Last week I had the pleasure of watching a female Gulf fritillary butterfly dance around the yard, looking for just the right place to lay her eggs. Gracefully she went from plant to plant, searching for the exact one that she needed. She landed many times, only to lift off again in just seconds when she realized it was the wrong one.
Finally, she found it. She found the passionvine (Passiflora lutea). That was the one she wanted. In a crazy, acrobatic move, she grabbed not a leaf, but a slender tendril (which is actually a modified leaf). She bent her body to it and laid a single, golden egg. Then she took another spin around the area, found another tendril, and laid another egg.
|Gulf fritillary looking for nectar on Joe pye weed|
|Laying an egg (not much time to focus the camera!)|
How amazing is it that this small creature, just days out of her own chrysalis, knows just what to do? If she lays her eggs on any other plant, they will perish, unable to get any nourishment. Gulf fritillaries have evolved to eat only passionvine (Passiflora), just like monarch butterflies eat only milkweed (Asclepias).
There are several species of passionvine native to Georgia. The large purple one (P. incarnata) is probably the most familiar one. The one in my yard is much smaller, with a pale yellow flower. The vine is quite prolific, though, and it scrambles all over several shrubs. The fruits are small and dark blue, almost like an olive.
The first day it could only eat one side of the leaf, leaving a translucent hole like a tiny window. By the second day, it was making real holes but not big ones. Then another one hatched and crawled to its own leaf, bypassing the leaf occupied by the first one. How did it know to do that!
I was nervous leaving them there. The plant was blooming and the flowers are apparently very popular with a medium-sized wasp. Wasps like to feed caterpillars to their young. I imagined these caterpillars falling prey to a wasp, so after a few days, I moved them to my caterpillar cage for protection. They were growing very well until I noticed that a few of them seemed to be dying. A friend said they might have a disease, so I removed them and cleaned the cage.

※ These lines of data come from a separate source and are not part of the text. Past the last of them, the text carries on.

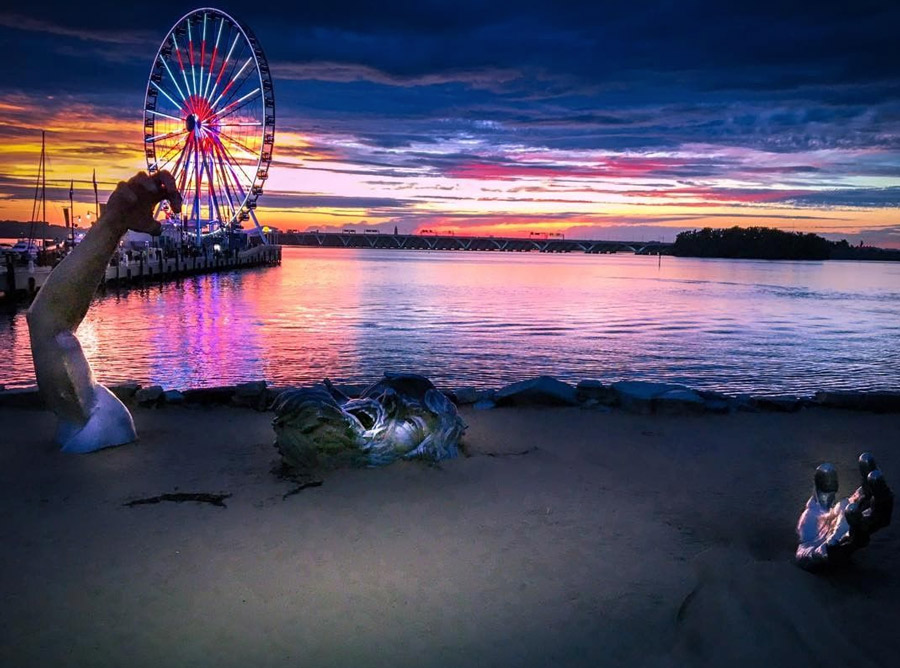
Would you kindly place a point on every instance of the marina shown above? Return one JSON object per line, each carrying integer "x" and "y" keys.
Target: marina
{"x": 23, "y": 281}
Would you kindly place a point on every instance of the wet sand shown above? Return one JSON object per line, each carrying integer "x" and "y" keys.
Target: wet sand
{"x": 567, "y": 537}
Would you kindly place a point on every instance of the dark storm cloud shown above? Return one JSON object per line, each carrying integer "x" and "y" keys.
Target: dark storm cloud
{"x": 857, "y": 197}
{"x": 296, "y": 201}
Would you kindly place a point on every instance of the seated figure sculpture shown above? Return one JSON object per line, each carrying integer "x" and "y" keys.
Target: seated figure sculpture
{"x": 403, "y": 416}
{"x": 830, "y": 530}
{"x": 90, "y": 416}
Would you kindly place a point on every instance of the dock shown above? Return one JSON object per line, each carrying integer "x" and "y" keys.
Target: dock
{"x": 19, "y": 280}
{"x": 452, "y": 242}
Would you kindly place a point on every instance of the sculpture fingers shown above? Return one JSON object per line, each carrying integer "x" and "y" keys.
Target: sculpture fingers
{"x": 830, "y": 531}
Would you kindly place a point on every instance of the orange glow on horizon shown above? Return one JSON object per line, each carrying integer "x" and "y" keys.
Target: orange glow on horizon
{"x": 325, "y": 181}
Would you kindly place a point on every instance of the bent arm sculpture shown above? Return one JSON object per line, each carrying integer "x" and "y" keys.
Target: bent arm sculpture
{"x": 830, "y": 530}
{"x": 90, "y": 416}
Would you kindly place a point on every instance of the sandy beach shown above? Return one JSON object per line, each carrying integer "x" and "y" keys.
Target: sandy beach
{"x": 566, "y": 537}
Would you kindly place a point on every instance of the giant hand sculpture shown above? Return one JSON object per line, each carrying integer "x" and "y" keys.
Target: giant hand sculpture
{"x": 402, "y": 416}
{"x": 830, "y": 530}
{"x": 90, "y": 416}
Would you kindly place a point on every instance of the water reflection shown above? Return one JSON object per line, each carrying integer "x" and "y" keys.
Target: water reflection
{"x": 490, "y": 318}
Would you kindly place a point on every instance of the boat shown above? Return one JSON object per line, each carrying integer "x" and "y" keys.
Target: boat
{"x": 25, "y": 249}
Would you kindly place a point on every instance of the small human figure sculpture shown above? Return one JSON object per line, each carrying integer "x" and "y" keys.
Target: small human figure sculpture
{"x": 90, "y": 416}
{"x": 402, "y": 416}
{"x": 830, "y": 530}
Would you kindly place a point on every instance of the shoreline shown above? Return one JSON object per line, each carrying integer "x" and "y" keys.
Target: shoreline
{"x": 642, "y": 397}
{"x": 565, "y": 536}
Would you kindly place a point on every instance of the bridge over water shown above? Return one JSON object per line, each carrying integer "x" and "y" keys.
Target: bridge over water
{"x": 464, "y": 243}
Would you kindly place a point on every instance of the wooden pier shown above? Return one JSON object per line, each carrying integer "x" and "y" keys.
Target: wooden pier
{"x": 17, "y": 280}
{"x": 450, "y": 242}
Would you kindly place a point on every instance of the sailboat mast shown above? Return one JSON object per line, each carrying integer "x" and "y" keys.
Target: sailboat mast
{"x": 44, "y": 186}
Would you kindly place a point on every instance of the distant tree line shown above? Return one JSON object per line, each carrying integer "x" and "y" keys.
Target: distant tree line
{"x": 766, "y": 243}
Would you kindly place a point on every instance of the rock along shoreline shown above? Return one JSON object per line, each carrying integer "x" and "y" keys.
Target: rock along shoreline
{"x": 640, "y": 397}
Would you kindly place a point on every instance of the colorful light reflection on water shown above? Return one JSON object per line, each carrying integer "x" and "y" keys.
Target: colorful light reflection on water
{"x": 486, "y": 319}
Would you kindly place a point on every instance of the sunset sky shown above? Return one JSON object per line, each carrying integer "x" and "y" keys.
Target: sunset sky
{"x": 603, "y": 120}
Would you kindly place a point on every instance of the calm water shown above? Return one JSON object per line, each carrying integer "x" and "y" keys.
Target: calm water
{"x": 486, "y": 319}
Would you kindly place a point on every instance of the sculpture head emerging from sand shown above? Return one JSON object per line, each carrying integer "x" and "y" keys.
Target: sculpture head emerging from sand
{"x": 402, "y": 416}
{"x": 830, "y": 530}
{"x": 90, "y": 416}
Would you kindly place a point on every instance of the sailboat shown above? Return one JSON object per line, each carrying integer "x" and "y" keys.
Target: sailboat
{"x": 24, "y": 259}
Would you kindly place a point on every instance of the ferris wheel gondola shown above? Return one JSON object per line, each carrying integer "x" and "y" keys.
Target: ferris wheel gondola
{"x": 209, "y": 118}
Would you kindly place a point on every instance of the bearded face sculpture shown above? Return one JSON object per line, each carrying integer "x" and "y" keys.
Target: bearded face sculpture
{"x": 402, "y": 416}
{"x": 831, "y": 529}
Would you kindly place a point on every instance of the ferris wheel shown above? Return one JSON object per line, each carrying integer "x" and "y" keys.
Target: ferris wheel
{"x": 209, "y": 118}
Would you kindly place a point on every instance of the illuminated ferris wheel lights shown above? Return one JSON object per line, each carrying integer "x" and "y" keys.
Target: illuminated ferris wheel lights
{"x": 217, "y": 143}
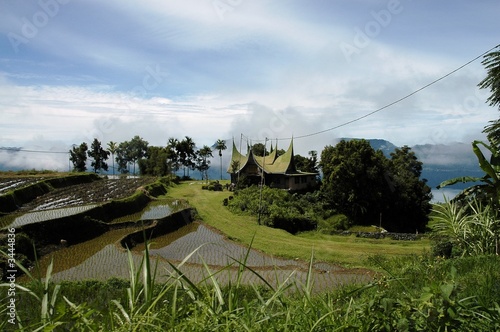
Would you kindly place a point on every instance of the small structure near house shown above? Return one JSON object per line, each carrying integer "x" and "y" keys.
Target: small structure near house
{"x": 277, "y": 171}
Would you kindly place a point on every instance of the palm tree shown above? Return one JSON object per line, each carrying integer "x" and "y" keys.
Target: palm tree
{"x": 220, "y": 145}
{"x": 112, "y": 147}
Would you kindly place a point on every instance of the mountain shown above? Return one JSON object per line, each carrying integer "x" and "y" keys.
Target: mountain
{"x": 440, "y": 161}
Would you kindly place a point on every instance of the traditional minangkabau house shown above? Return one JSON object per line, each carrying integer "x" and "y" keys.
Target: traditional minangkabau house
{"x": 277, "y": 171}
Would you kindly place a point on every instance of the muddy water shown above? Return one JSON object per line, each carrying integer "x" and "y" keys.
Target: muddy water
{"x": 212, "y": 253}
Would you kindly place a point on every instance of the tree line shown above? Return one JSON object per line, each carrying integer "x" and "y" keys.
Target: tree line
{"x": 151, "y": 160}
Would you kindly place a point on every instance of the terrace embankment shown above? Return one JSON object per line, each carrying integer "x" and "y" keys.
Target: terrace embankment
{"x": 14, "y": 199}
{"x": 160, "y": 227}
{"x": 53, "y": 228}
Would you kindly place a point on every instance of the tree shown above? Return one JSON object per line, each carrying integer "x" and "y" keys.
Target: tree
{"x": 78, "y": 156}
{"x": 112, "y": 147}
{"x": 186, "y": 154}
{"x": 353, "y": 180}
{"x": 122, "y": 157}
{"x": 221, "y": 146}
{"x": 491, "y": 62}
{"x": 202, "y": 162}
{"x": 409, "y": 196}
{"x": 488, "y": 191}
{"x": 99, "y": 155}
{"x": 172, "y": 154}
{"x": 137, "y": 148}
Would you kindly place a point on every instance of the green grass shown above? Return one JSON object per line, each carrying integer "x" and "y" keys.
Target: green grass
{"x": 346, "y": 250}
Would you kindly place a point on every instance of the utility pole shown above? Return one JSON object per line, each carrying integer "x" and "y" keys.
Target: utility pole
{"x": 262, "y": 178}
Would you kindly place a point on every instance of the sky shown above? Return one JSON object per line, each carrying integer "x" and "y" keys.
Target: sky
{"x": 74, "y": 70}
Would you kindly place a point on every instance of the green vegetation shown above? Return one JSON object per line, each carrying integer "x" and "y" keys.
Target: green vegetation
{"x": 371, "y": 189}
{"x": 244, "y": 228}
{"x": 277, "y": 208}
{"x": 415, "y": 293}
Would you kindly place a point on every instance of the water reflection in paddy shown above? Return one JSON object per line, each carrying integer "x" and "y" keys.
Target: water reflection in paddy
{"x": 215, "y": 249}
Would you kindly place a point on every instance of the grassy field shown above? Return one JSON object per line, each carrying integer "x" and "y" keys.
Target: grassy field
{"x": 346, "y": 250}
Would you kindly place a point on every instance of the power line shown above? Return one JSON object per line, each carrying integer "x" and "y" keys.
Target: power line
{"x": 12, "y": 150}
{"x": 388, "y": 105}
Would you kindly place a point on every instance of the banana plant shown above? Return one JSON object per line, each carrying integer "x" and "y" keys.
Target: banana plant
{"x": 489, "y": 187}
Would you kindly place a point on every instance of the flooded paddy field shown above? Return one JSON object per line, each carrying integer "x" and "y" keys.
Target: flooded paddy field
{"x": 195, "y": 249}
{"x": 96, "y": 192}
{"x": 206, "y": 250}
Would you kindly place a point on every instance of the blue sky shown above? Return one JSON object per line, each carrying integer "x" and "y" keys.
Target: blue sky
{"x": 73, "y": 70}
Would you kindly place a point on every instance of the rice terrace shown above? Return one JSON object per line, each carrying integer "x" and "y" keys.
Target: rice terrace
{"x": 157, "y": 253}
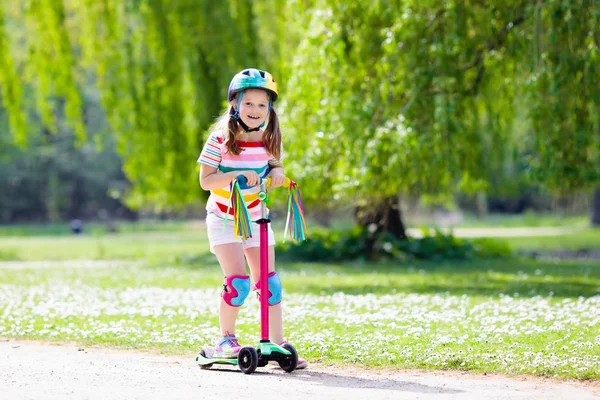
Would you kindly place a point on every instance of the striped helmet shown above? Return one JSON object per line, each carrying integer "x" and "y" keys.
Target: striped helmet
{"x": 252, "y": 78}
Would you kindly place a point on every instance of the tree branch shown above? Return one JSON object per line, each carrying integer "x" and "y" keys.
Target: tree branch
{"x": 492, "y": 45}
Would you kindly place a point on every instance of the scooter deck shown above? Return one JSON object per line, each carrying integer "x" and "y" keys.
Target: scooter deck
{"x": 206, "y": 357}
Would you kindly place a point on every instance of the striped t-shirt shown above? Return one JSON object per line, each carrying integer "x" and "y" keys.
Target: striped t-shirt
{"x": 254, "y": 156}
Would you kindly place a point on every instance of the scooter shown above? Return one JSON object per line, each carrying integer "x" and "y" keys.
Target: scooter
{"x": 249, "y": 358}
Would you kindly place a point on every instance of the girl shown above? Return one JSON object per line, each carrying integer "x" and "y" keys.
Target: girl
{"x": 236, "y": 146}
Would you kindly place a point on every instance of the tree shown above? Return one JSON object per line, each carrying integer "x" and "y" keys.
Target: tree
{"x": 162, "y": 69}
{"x": 418, "y": 97}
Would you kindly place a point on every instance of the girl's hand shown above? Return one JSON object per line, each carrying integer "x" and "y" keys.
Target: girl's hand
{"x": 277, "y": 178}
{"x": 252, "y": 177}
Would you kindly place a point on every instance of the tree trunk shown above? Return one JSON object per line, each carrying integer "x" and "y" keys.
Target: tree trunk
{"x": 595, "y": 215}
{"x": 385, "y": 217}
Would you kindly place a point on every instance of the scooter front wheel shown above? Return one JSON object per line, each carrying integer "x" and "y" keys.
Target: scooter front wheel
{"x": 204, "y": 366}
{"x": 290, "y": 362}
{"x": 248, "y": 359}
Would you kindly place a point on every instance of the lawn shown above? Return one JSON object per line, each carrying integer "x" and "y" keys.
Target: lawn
{"x": 160, "y": 289}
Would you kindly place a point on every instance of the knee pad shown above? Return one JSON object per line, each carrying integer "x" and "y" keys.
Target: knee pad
{"x": 275, "y": 290}
{"x": 235, "y": 289}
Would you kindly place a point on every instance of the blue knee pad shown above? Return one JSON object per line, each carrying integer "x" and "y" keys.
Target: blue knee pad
{"x": 236, "y": 289}
{"x": 275, "y": 289}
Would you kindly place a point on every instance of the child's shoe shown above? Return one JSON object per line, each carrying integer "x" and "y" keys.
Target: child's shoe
{"x": 302, "y": 363}
{"x": 228, "y": 347}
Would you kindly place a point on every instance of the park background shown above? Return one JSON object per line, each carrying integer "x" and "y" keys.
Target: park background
{"x": 448, "y": 154}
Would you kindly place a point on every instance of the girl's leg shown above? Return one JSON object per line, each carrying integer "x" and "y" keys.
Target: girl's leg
{"x": 275, "y": 319}
{"x": 231, "y": 258}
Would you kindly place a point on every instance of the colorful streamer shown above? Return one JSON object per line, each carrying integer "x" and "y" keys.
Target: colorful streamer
{"x": 241, "y": 216}
{"x": 295, "y": 218}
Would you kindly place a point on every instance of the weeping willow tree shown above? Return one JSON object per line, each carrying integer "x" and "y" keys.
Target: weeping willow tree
{"x": 419, "y": 97}
{"x": 161, "y": 69}
{"x": 378, "y": 97}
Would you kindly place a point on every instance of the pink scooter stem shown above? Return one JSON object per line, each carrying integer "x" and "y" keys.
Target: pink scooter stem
{"x": 264, "y": 263}
{"x": 264, "y": 286}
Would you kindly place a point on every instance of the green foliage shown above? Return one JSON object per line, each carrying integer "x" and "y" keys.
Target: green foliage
{"x": 324, "y": 245}
{"x": 378, "y": 97}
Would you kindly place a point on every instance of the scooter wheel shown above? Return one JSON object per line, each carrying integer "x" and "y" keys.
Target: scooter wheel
{"x": 205, "y": 366}
{"x": 248, "y": 359}
{"x": 290, "y": 362}
{"x": 262, "y": 361}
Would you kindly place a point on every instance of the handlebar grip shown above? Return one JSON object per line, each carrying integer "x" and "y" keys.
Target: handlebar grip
{"x": 243, "y": 182}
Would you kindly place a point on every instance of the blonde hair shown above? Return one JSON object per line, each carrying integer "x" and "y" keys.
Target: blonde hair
{"x": 227, "y": 128}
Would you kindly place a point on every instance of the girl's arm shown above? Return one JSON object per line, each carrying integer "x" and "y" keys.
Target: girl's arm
{"x": 211, "y": 178}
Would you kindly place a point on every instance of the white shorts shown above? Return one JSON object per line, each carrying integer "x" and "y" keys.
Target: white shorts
{"x": 217, "y": 236}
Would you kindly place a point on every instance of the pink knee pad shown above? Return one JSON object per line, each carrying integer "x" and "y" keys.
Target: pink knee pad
{"x": 275, "y": 289}
{"x": 236, "y": 289}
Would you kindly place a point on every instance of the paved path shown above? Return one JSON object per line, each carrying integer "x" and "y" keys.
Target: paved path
{"x": 31, "y": 370}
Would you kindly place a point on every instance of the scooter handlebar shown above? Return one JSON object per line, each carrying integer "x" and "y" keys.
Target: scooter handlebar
{"x": 243, "y": 182}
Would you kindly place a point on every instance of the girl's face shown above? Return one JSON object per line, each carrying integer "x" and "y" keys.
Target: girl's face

|Two caterpillars, one still very tiny|
The remaining caterpillars are growing larger every day, occasionally pausing to transition to a new instar and shed their skin. Soon they will be attaching themselves to the upper part of the cage and developing a chrysalis in preparation for their final transformation.
Then the cycle will start again. In fact, these two were found in the garden several days ago, in the process of making more eggs.